Over the weekend, the edu-wife and I had the good fortune of seeing Kristen Chenoweth perform with the Philadelphia Symphony. If you don’t know who Chenoweth is, you might as well stop reading now … or start listening to the original Broadway cast recording of Wicked. Your choice.
At any rate, Chenoweth paused from her incredible performance to talk about her experiences, both as an artist and as a pageant performer. She spoke of how competing for both the Miss Oklahoma and Miss Pennsylvania crowns helped her develop her life motto.
When the four-foot-11-inch vocalist and actress realized was that she couldn’t compete — at least on the pageant circuit — against the six-foot statues she was standing next to. So she decided there was only one solution. She needed to focus on competing against herself.
Chenoweth offered that life lesson to a number of young women in the audience in Philadelphia that night, women who aspired to be like Chenoweth and wanted to pursue their passions in singing and performance. But it is a lesson that can and should apply to all students. And it is a lesson that isn’t all that foreign in our education debates.
For all the criticism of HOW it was measured, at the heart of adequate yearly progress (or AYP) was schools competing against themselves. Could they do better this year than they did in the previous? Could they build on previous years’ gains and continue to show improvement?
In the coming months, we will again hear a great deal about state tests and opting out and the proper role of state benchmarks in the learning process. Maybe we can take Kristen Chenoweth’s life motto and apply it to student assessment. Maybe, just maybe, we can use annual state assessments to help young learners see the progress over the course of the last year. Maybe we can use tests as the benchmarks they are supposed to be, helping students see all that time and hard work has paid off, and there is quantitative proof they know more this year than they did the previous.

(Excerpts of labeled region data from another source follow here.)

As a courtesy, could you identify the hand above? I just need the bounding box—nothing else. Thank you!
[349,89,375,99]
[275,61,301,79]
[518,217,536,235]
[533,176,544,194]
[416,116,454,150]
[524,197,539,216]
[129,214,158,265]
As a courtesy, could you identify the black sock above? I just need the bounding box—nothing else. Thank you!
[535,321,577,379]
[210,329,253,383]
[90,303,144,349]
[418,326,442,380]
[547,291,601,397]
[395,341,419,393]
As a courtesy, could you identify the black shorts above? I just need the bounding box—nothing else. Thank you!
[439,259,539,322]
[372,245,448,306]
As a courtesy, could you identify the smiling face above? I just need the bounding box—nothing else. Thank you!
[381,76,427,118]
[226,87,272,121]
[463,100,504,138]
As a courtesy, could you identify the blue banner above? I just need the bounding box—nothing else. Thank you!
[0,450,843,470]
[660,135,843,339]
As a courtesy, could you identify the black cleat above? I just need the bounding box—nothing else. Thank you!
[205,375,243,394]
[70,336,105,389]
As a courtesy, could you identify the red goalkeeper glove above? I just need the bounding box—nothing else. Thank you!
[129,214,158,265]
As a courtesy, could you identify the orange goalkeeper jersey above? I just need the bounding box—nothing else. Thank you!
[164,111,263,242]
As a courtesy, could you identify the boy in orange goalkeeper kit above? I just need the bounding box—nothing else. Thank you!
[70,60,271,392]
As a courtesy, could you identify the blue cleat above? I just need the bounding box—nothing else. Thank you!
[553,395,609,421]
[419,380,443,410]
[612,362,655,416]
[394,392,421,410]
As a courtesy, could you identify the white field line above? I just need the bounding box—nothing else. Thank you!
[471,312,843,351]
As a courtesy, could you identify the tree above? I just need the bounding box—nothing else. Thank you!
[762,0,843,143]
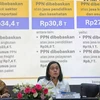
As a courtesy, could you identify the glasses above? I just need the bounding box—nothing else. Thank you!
[50,67,59,70]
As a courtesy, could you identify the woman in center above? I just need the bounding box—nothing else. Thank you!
[38,61,70,96]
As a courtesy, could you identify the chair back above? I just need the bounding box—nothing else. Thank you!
[80,83,99,98]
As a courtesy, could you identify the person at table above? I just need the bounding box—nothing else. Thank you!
[37,61,70,96]
[0,80,10,98]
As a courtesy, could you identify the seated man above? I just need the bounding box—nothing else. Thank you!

Yes, the adults in the room often put too much weight into the “competitive” aspects of education. Let there be no mistake. Competition is OK. It’s not the end all/be all of life. But it is good to set a goal and achieve it. It is good to show growth and accomplishment. And is certainly is good to compete against yourself. It’s true for artists and performers, and it is certainly true for most children.
Growth is a good thing. Progress is a good thing. And competition, in the right frame, is a good thing. We should all be competing against ourselves, whether as children or as adults.
Thank you, Kristen Chenoweth, for reminding me this. And it doesn’t matter if such competition makes one Popular or not.